Le programme de divertissement de Netanya prévoit des concerts de stars locales en début de soirée.

Les dunes abritaient une multitude de petites créatures qui s’y cachaient, a poursuivi Abelson. « Ils ont certainement porté atteinte aux plantes et aux animaux qui s’y trouvaient », a-t-il dit, en faisant référence à la création d’une route d’accès.
Les sables compactés par la terre lourde et les installations de jeux étaient situés au-dessus de tunnels souterrains pour des créatures telles que les crabes des sables et les vers, a-t-il poursuivi.
Le plus aggravant est le « mépris de l’environnement », a-t-il poursuivi. Si les procédures de planification appropriées avaient été suivies, une évaluation environnementale de l’ensemble de la zone aurait été réalisée avant toute approbation.
Sans cela, la ville aurait pu prétendre après coup qu’il n’y avait rien ou presque rien d’important pour l’environnement à cet endroit.
La SPNI a documenté, avec les résidents, ce qu’elle considère comme des violations des conditions fixées par le Conseil national de planification.
Les violations présumées comprennent le déversement de grandes quantités de terre mélangée à des pierres pour soutenir l’infrastructure temporaire à l’intérieur du complexe des Maccabiades ; la création de routes d’accès en dehors de la zone autorisée en creusant dans les dunes et la plage et en versant une couche de mélange de terre et de pierres par-dessus ; et l’autorisation pour les véhicules lourds de circuler entre le complexe et le littoral sans autorisation, compactant le sable, laissant des traces de pneus et endommageant le fragile écosystème.
Selon la SPNI, il sera difficile de retirer complètement la terre et les pierres une fois les jeux terminés.
Les responsables de la ville ont déclaré à l’organisation de protection marine EcoOcean, lors d’une visite au début de l’année, qu’ils interdiraient les véhicules sur la bande de sable bordant la mer et qu’ils n’autoriseraient pas l’éclairage nocturne, sauf en cas d’urgence ou d’événement ponctuel, auquel cas il serait « minimal, orienté vers un but précis et non vers la mer », selon une lettre, consultée par le Times of Israel, adressée par un haut responsable d’EcoOcean au directeur des opérations de la ville de Netanya.

Mais le 8 juillet, un résident a photographié le complexe éclairé à 4h30 du matin.

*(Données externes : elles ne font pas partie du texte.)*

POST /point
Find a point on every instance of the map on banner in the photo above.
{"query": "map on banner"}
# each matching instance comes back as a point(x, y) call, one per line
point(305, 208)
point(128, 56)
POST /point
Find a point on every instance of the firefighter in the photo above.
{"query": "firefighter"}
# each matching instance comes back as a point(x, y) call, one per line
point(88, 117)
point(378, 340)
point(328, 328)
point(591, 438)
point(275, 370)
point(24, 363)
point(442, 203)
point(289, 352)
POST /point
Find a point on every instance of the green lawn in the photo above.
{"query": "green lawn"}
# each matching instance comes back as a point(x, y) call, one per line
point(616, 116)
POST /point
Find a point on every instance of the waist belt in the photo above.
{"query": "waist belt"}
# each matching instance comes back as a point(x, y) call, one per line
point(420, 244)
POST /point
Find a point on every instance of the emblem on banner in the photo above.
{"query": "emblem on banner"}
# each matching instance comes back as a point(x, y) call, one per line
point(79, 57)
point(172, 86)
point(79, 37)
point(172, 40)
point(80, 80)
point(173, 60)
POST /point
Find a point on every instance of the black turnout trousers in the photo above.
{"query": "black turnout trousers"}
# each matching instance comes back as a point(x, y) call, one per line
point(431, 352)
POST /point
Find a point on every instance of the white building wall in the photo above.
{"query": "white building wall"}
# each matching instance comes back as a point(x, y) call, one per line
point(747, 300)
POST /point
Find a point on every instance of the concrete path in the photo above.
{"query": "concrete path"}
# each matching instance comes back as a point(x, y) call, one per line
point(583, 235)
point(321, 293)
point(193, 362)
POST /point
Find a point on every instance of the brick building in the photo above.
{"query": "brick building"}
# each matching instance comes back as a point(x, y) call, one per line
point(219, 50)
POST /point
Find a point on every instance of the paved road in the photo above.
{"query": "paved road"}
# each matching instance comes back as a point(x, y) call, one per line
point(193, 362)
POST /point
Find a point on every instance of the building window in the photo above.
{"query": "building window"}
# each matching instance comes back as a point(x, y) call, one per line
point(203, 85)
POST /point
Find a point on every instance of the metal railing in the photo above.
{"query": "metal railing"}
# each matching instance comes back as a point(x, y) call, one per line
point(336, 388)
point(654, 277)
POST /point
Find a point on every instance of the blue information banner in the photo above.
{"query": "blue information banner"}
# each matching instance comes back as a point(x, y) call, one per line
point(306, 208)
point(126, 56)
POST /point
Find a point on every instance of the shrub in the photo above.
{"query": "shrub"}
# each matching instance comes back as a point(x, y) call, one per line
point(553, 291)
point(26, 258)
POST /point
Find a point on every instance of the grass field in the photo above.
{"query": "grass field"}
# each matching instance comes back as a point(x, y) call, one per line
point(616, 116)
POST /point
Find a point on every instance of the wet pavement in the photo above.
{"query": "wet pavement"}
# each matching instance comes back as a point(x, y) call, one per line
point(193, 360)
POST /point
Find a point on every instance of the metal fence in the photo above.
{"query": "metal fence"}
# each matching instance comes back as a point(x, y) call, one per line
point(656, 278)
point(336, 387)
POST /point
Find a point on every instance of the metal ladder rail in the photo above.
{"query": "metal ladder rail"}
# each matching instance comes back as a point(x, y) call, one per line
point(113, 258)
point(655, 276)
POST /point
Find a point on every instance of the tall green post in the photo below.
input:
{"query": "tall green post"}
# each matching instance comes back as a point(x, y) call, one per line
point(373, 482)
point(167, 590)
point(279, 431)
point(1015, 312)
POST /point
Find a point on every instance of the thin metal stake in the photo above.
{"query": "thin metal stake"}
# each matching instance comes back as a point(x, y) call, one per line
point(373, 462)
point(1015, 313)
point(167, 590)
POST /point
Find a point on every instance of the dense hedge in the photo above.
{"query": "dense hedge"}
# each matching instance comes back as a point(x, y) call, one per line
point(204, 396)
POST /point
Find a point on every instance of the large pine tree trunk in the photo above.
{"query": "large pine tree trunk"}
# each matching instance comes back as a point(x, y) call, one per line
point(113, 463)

La pollution lumineuse peut affecter le déplacement, la recherche de nourriture, la reproduction et la chasse des insectes, l’orientation des tortues qui se dirigent vers la mer et la capacité des oiseaux à éviter de voler dans les bâtiments.
Alors que les préparatifs des installations pour la 21e édition des Maccabiades se poursuivaient depuis des années dans tout le pays, Netanya n’a décidé qu’en novembre qu’elle voulait participer aux jeux.
Rika Eidelman, une militante locale également impliquée dans la bataille contre l’hôtel, a déclaré que les résidents étaient ravis d’accueillir la compétition.
« Notre problème est l’emplacement », a-t-elle souligné.
« Ils disent qu’ils vont remettre en état le site, mais personne ne sait combien de temps il faudra pour le réhabiliter », a-t-elle ajouté. « Ça revient à abattre un arbre et planter un jeune arbre à la place. La vraie question est de savoir pourquoi il faudrait le détruire. Ils ne comprennent tout simplement pas l’importance de la nature. »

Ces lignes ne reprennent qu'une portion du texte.